Ten aanzien van het verzoek tot vaststelling van een dwangsom overweegt de kantonrechter als volgt.

Nadat betrokkene in beroep was gegaan bij de kantonrechter heeft hij de officier van justitie verzocht de inleidende beschikking “middels een heroverweging als bedoeld in art. 13b (1) WAHV” alsnog te vernietigen. Betrokkene meent dat de officier van justitie dwangsommen heeft verbeurd door niet te reageren op de verzoeken tot heroverweging en vaststelling van dwangsommen.

Onder verwijzing naar zijn brieven aan het CVOM van 10 juli 2012, 4 september 2012,

30 oktober 2012, 27 december 2012, 25 februari 2013 en 22 april 2013 heeft betrokkene de kantonrechter op de zitting van 23 april 2013 verzocht dwangsommen ten laste van de officier van justitie vast te stellen tot een totaalbedrag van (2 x € 1.260,00 =) € 2.520,00, te vermeerderen met wettelijke rente.

Uit de WAHV volgt niet dat de officier van justitie, hangende een beroepsprocedure bij de kantonrechter, zijn beslissing op aanvraag van een betrokkene moet heroverwegen.
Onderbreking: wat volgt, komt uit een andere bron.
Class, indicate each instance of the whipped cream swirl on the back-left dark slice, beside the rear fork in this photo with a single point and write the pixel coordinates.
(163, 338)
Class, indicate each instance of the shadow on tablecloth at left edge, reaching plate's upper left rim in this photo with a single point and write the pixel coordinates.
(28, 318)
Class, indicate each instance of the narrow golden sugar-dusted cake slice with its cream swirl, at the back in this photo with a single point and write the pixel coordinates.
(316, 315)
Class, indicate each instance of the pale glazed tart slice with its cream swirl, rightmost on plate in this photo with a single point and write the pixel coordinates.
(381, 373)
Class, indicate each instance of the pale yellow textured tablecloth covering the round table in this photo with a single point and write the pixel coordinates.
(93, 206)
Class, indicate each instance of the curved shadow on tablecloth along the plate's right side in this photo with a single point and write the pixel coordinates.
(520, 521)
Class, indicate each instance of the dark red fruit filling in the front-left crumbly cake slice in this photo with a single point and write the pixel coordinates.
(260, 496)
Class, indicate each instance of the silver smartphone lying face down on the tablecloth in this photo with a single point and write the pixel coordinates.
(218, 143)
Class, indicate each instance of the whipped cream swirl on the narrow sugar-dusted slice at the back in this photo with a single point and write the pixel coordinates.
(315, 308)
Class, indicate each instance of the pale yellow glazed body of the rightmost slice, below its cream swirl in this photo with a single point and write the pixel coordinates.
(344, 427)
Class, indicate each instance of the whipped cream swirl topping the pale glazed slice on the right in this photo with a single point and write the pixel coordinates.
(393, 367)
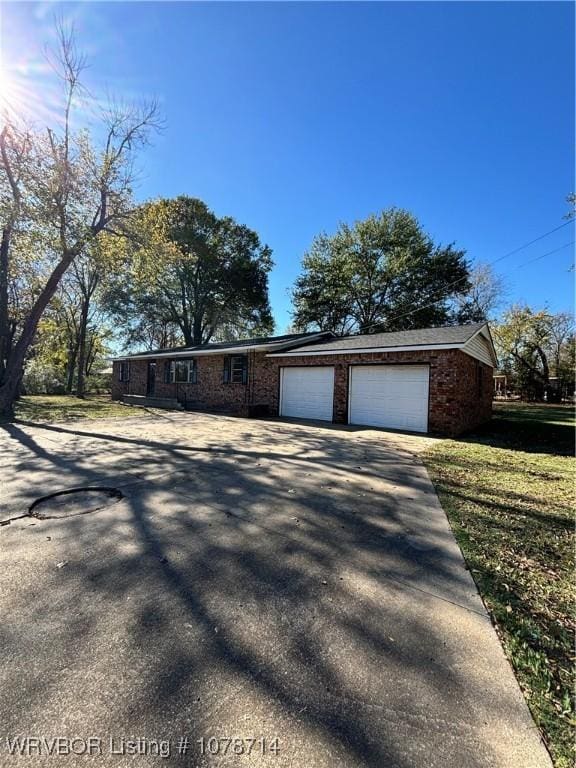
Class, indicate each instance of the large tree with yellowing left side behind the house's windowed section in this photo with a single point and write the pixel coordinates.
(193, 277)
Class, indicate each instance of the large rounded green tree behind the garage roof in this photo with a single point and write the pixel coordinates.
(382, 273)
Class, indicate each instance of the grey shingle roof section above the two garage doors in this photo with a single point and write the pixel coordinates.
(453, 334)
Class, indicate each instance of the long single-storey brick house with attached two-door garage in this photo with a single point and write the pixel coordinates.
(436, 380)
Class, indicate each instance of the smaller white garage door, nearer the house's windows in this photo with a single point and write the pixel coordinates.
(307, 392)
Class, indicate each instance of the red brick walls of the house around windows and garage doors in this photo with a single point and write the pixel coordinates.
(457, 400)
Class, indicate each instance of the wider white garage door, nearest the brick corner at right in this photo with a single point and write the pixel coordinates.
(392, 396)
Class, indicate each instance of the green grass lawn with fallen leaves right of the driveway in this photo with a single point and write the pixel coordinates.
(508, 491)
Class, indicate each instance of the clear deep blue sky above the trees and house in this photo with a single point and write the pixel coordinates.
(292, 117)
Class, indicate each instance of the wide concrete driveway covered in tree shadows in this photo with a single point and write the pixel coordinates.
(295, 588)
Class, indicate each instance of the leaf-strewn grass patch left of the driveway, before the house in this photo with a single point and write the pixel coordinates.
(65, 408)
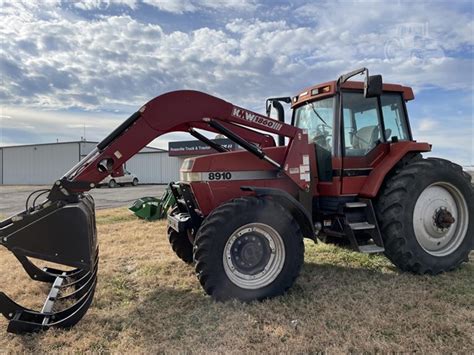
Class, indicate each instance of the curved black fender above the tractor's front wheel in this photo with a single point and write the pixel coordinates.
(291, 204)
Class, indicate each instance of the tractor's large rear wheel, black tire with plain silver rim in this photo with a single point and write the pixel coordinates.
(426, 215)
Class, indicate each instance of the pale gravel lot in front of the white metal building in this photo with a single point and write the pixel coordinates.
(13, 198)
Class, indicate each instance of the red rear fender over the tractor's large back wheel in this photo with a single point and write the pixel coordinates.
(397, 152)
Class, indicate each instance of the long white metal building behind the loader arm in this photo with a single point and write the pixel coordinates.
(38, 164)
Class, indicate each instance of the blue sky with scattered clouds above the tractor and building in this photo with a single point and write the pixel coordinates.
(66, 65)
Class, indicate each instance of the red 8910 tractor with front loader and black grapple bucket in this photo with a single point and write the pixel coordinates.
(350, 172)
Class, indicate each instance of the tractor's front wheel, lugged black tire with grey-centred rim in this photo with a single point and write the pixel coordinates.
(248, 249)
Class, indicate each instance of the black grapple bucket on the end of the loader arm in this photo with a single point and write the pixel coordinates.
(59, 232)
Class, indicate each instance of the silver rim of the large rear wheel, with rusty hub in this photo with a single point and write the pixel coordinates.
(440, 219)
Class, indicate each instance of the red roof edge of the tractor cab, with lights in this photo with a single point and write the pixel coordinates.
(327, 89)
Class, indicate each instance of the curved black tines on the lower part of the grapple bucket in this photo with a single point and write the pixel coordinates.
(76, 286)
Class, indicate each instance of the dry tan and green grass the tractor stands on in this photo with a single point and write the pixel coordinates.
(147, 300)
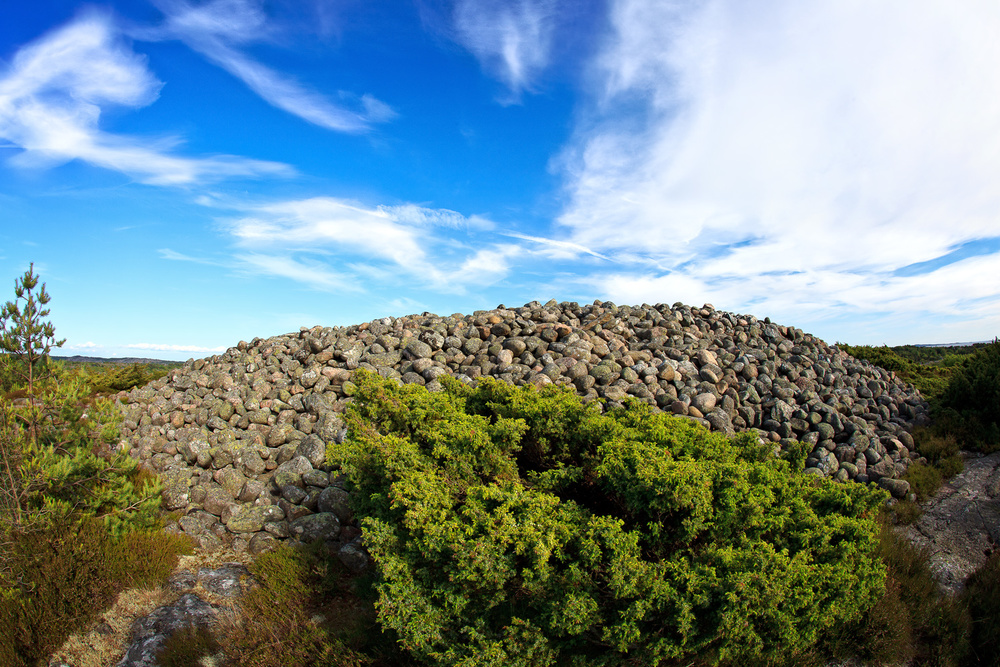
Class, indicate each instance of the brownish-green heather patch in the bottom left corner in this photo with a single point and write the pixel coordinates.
(67, 572)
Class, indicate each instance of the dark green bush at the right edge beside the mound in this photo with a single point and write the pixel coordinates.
(970, 407)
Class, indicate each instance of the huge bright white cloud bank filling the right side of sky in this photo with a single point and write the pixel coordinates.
(788, 156)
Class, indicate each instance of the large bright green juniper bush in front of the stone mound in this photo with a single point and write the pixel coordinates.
(520, 527)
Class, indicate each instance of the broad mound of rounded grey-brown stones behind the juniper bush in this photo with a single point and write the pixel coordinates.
(239, 438)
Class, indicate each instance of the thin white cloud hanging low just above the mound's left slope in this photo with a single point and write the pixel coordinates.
(302, 239)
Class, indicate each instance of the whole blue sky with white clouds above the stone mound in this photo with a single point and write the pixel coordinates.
(187, 174)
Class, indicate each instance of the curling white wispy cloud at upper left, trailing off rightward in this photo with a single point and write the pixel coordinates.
(53, 93)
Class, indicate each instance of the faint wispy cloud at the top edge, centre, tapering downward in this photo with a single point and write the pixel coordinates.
(512, 40)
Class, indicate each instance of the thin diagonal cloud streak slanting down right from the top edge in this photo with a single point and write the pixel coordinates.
(217, 29)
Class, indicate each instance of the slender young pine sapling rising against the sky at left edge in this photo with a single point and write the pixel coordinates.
(26, 340)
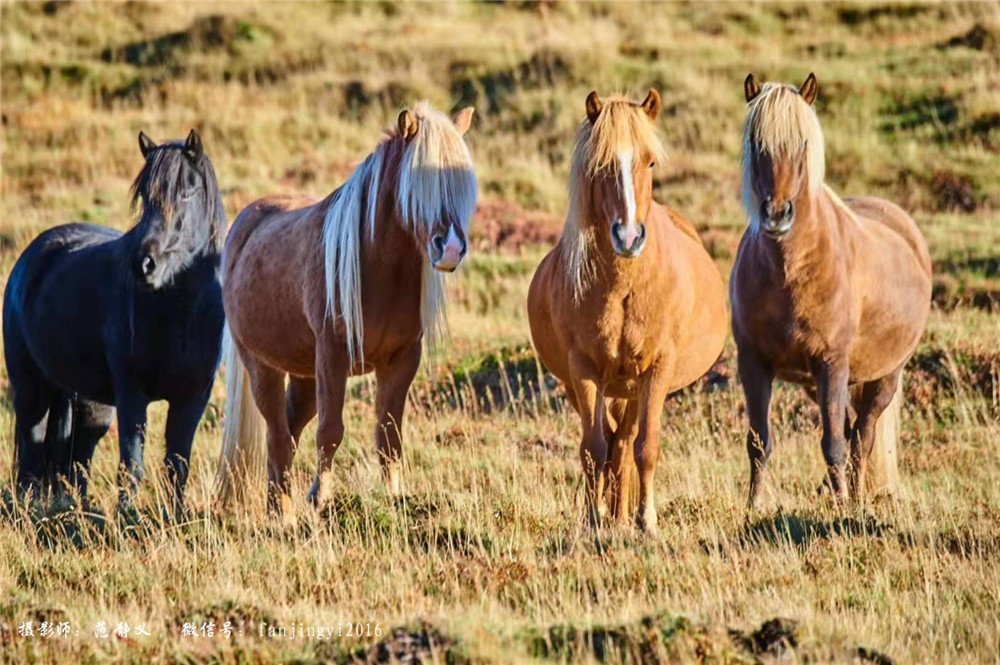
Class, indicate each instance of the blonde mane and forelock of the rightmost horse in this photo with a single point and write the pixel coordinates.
(780, 123)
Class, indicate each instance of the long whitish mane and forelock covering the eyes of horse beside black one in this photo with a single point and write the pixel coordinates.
(435, 179)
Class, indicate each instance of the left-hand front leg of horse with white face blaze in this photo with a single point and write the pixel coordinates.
(589, 394)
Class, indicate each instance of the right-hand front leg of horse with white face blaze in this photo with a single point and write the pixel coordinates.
(647, 446)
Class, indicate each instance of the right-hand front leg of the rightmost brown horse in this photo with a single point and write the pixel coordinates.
(831, 389)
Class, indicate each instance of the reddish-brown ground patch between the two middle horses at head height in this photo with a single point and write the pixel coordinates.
(505, 225)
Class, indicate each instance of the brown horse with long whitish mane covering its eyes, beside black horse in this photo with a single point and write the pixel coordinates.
(320, 291)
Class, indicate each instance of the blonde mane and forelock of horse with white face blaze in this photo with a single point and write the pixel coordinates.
(622, 126)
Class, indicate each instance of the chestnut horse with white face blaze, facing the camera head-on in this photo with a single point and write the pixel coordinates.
(627, 308)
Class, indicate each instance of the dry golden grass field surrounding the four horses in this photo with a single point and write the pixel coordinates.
(487, 558)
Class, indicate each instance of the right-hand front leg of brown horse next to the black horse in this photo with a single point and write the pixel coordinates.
(394, 379)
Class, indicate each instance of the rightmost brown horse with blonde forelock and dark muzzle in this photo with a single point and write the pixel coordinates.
(826, 293)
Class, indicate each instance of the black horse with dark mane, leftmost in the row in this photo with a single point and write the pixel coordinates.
(95, 319)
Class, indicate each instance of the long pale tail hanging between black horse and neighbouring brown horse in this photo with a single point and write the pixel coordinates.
(242, 462)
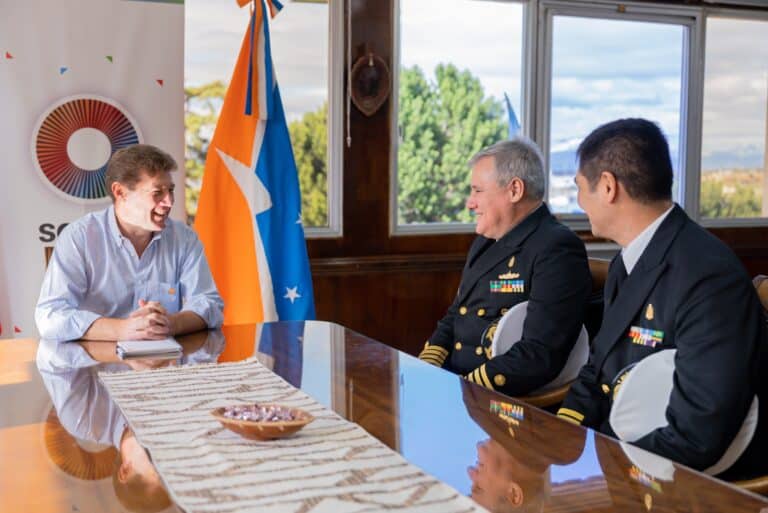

De officier hoefde het verzoek van betrokkene dus niet op te vatten als een aanvraag waarop een beschikking dient te volgen, als bedoeld in artikel 4:17 van de Algemene wet bestuursrecht, met name gelet op het feit dat zaak al verkeerde in de fase van beroep bij de kantonrechter. Uit het uitblijven van een reactie van de officier kan dan ook niet worden afgeleid dat niet tijdig is beslist. Er zijn gelet hierop geen bestuurlijke dwangsommen verbeurd, zodat het daartoe strekkende verzoek van betrokkene zal worden afgewezen.

Beslissing:

De kantonrechter:

-

verklaart het beroep gegrond en vernietigt de initiële beschikking en de beslissing van de officier van justitie. Bepaalt dat het bedrag der zekerheidstelling en de administratiekosten worden terugbetaald;

-

wijst het verzoek tot vaststelling van een dwangsom af.

Waarvan proces-verbaal,

Een afschrift van dit proces-verbaal is aan J.J. Zandt en aan de officier van justitie en aan het CJIB toegezonden op:

Bent u het met de beslissing op uw beroep niet eens, dan kunt u binnen zes weken na de hieronder vermelde datum van toezending van deze beslissing hoger beroep instellen bij het gerechtshof te Leeuwarden, doch alleen indien:

a. de bij deze beslissing opgelegde administratieve sanctie meer dan € 70,-- bedraagt of

b. het beroep niet-ontvankelijk is verklaard, omdat de zekerheid niet (tijdig) is gesteld.

Het beroepschrift moet worden ingediend bij de rechtbank Noord-Holland, Afdeling Privaatrecht, Sectie Kanton, locatie Haarlem, Jansstraat 81, 2011 RW Haarlem (postadres: Postbus 1621, 2003 BR Haarlem) en dient door degene die het beroep heeft ingesteld of door zijn/haar gemachtigde te zijn ondertekend.

De procedure bij het gerechtshof verloopt geheel schriftelijk, tenzij in het beroepschrift uitdrukkelijk om een zitting wordt gevraagd, waarop u uw standpunt mondeling wilt toelichten.